Hints and Answers for Everything

- HintsToday

Reply To: SET 1

#6493
lochan2014
Keymaster

    To **optimize reading only specific partitions** using spark.read.parquet(), you can leverage **partition pruning**, which allows Spark to skip reading unnecessary files and only load relevant partitions.

    ### ✅ Here’s how:

    ### 💡 **Assume your dataset is partitioned like this:**

    /data/events/year=2023/month=01/
    /month=02/
    /year=2024/month=01/
    `

    ### ✅ Option 1: **Partition Pruning via Filter**

    If the Parquet data is partitioned by year and month, Spark will **automatically prune partitions** when you filter on those columns **after reading**:

    df = spark.read.parquet(“/data/events”)
    df_filtered = df.filter((df.year == 2023) & (df.month == 1))
    `

    ➡️ Spark reads **only the matching folders** using directory structure without scanning full data.
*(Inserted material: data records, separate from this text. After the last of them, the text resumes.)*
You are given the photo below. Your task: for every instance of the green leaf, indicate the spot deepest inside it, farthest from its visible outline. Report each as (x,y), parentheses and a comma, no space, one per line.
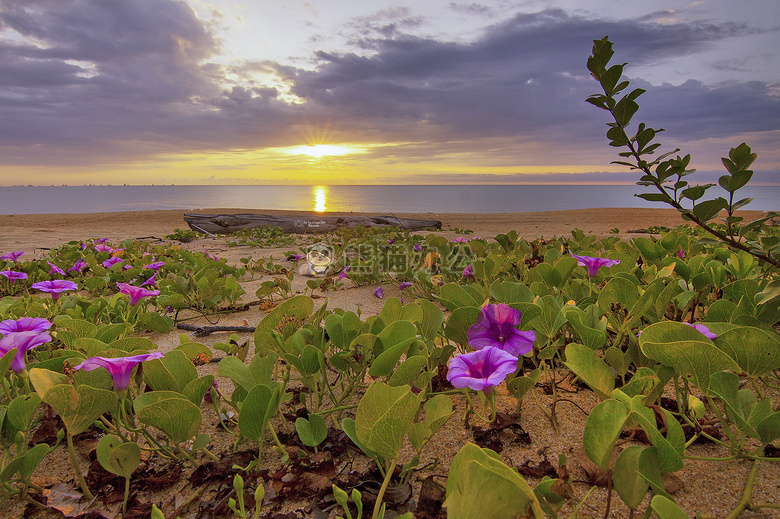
(589,367)
(629,485)
(602,431)
(459,322)
(756,351)
(383,416)
(79,408)
(709,209)
(22,409)
(395,340)
(313,431)
(117,457)
(686,350)
(287,317)
(259,405)
(666,508)
(172,413)
(171,373)
(479,482)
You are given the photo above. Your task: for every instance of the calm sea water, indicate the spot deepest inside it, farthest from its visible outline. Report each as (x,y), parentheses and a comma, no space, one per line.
(399,199)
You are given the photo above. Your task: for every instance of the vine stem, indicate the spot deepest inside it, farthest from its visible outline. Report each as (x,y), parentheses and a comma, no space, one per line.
(745,501)
(380,496)
(75,462)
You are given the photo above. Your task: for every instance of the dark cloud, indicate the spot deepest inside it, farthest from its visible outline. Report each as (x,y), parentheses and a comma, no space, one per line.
(120,81)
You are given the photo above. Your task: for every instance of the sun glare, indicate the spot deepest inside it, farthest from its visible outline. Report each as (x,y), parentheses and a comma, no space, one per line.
(320,196)
(317,151)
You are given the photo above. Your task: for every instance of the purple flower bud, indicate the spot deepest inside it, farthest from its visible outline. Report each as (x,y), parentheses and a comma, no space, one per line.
(497,327)
(55,287)
(481,370)
(119,368)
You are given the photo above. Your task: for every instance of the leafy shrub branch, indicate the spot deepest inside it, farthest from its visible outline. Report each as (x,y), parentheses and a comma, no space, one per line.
(668,178)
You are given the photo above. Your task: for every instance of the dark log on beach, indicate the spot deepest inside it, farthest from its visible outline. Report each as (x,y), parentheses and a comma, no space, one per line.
(229,223)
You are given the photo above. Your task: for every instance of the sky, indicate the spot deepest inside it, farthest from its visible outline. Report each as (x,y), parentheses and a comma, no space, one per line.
(374,92)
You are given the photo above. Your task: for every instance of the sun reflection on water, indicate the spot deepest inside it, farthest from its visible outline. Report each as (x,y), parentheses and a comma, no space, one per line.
(320,197)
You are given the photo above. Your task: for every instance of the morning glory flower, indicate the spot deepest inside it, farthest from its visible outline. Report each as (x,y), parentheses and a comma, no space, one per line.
(594,264)
(481,370)
(497,327)
(120,368)
(12,256)
(24,324)
(110,262)
(23,342)
(704,330)
(136,293)
(151,281)
(79,266)
(55,287)
(54,269)
(13,275)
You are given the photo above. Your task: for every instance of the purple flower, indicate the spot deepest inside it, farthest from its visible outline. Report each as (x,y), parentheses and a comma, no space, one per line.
(704,330)
(119,368)
(79,266)
(151,281)
(136,293)
(24,324)
(23,342)
(55,287)
(12,256)
(594,264)
(208,398)
(481,370)
(54,269)
(497,327)
(12,275)
(110,262)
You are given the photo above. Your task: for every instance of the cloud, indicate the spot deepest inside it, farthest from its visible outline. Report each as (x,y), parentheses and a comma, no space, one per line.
(90,82)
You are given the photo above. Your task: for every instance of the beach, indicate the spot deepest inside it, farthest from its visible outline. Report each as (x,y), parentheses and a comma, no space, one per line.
(30,232)
(37,234)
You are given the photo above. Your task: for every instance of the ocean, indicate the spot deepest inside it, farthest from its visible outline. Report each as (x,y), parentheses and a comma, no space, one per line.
(374,199)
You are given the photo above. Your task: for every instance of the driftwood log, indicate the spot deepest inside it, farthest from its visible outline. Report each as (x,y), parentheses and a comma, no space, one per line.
(230,223)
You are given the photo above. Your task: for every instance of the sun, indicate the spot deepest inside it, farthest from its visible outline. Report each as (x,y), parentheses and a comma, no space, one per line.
(318,151)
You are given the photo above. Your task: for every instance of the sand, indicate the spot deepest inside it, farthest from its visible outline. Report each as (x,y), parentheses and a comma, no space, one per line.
(709,488)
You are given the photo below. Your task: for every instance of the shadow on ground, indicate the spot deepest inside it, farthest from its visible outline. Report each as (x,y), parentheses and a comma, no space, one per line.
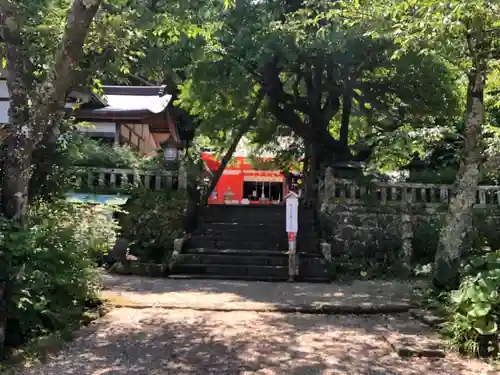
(159,341)
(196,291)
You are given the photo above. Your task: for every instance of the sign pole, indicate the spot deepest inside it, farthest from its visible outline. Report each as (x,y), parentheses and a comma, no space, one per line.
(292,226)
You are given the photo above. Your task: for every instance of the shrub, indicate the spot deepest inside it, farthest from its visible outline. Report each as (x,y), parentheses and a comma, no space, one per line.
(473,311)
(85,152)
(152,221)
(56,248)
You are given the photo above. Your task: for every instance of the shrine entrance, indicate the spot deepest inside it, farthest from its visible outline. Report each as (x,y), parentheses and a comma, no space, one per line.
(263,191)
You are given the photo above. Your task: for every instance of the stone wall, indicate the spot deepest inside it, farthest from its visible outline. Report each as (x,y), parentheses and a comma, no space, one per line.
(369,234)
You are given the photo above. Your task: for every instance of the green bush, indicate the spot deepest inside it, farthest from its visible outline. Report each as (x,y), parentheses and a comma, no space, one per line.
(86,152)
(152,222)
(55,248)
(473,311)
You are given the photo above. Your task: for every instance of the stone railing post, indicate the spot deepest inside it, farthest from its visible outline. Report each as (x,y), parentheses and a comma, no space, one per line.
(182,176)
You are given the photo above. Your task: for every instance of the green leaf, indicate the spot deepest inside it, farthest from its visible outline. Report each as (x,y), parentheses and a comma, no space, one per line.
(479,310)
(485,327)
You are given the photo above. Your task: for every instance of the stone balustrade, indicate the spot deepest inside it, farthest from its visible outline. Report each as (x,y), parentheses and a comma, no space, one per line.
(116,179)
(352,192)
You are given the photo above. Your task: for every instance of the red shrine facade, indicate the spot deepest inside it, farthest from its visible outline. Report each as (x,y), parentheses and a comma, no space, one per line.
(241,183)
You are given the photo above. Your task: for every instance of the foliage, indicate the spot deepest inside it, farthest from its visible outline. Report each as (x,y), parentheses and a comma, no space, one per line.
(152,222)
(83,151)
(56,250)
(473,311)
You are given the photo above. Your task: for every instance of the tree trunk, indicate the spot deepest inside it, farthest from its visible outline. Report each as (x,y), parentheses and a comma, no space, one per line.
(229,153)
(452,234)
(346,116)
(17,173)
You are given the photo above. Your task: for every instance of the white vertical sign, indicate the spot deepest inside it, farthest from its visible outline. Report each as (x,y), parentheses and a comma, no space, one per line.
(292,212)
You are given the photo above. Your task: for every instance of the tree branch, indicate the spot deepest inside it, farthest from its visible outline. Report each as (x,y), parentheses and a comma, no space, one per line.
(52,94)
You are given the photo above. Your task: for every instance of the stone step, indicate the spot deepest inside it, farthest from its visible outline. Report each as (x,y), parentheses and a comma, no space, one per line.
(245,242)
(278,259)
(225,227)
(182,276)
(230,270)
(248,278)
(310,265)
(244,252)
(237,243)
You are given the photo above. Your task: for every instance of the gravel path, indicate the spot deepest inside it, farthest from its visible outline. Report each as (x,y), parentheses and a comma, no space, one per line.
(244,295)
(177,342)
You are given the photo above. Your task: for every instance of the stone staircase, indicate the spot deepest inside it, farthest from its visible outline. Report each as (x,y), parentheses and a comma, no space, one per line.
(249,243)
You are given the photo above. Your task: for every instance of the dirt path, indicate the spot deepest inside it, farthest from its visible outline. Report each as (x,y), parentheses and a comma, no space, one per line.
(178,342)
(225,328)
(252,296)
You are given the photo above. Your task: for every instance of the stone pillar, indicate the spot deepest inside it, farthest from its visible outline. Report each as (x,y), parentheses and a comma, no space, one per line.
(406,239)
(182,176)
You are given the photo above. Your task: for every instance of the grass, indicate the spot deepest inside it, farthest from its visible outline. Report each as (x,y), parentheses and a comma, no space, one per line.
(42,347)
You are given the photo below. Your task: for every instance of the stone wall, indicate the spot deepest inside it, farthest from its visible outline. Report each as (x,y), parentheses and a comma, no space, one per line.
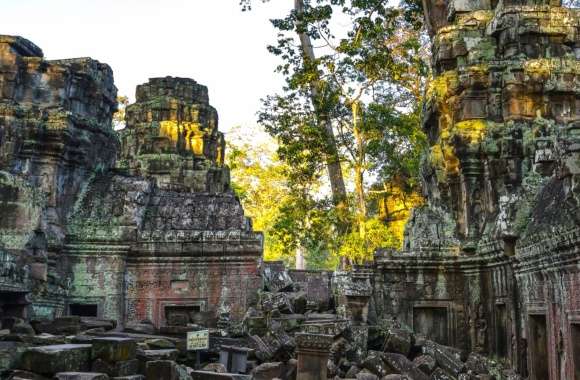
(127,226)
(493,255)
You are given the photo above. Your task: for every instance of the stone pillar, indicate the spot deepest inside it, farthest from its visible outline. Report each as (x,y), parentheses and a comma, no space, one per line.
(312,350)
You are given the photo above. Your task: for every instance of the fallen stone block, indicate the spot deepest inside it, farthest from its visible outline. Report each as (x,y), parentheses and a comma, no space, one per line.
(112,349)
(80,376)
(143,327)
(45,339)
(10,353)
(215,367)
(151,355)
(364,375)
(352,371)
(477,364)
(18,374)
(399,341)
(440,374)
(425,363)
(401,365)
(70,325)
(159,343)
(23,328)
(93,323)
(205,375)
(166,370)
(275,276)
(119,368)
(57,358)
(449,359)
(375,364)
    ### ✅ Option 2: **Partition Directory Path Filtering (Manual)**

    You can also directly specify the partition path to **only read that portion** of the dataset:

    df = spark.read.parquet(“/data/events/year=2023/month=01”)
    `

    ➡️ This skips the full directory scan and reads only data from specified partition paths.

    ### ✅ Option 3: **Passing multiple paths**

    If you want to read a few selected partitions:

    df = spark.read.parquet(
    “/data/events/year=2023/month=01”,
    “/data/events/year=2024/month=01”
    )
    `

    ➡️ Only the specified paths are read—efficient when you know exact partitions to load.

    ### 🛠️ Best Practices

    * **Use filter on partition columns early** (for lazy pruning).
    * Always **partition your data** based on query patterns (e.g., time-based like year/month/day).
    * Avoid filtering on non-partitioned columns if performance is a concern during reads.
    * **Don’t cast partition columns**, as it can disable pruning (e.g., df.filter(df.year.cast("string") == "2023") may break pruning).

    ### 🔍 Check if pruning is applied:

    You can verify partition pruning by enabling physical plan explain:

    df_filtered.explain(True)
    `

    Look for PushedFilters: and ensure only necessary partitions are being accessed.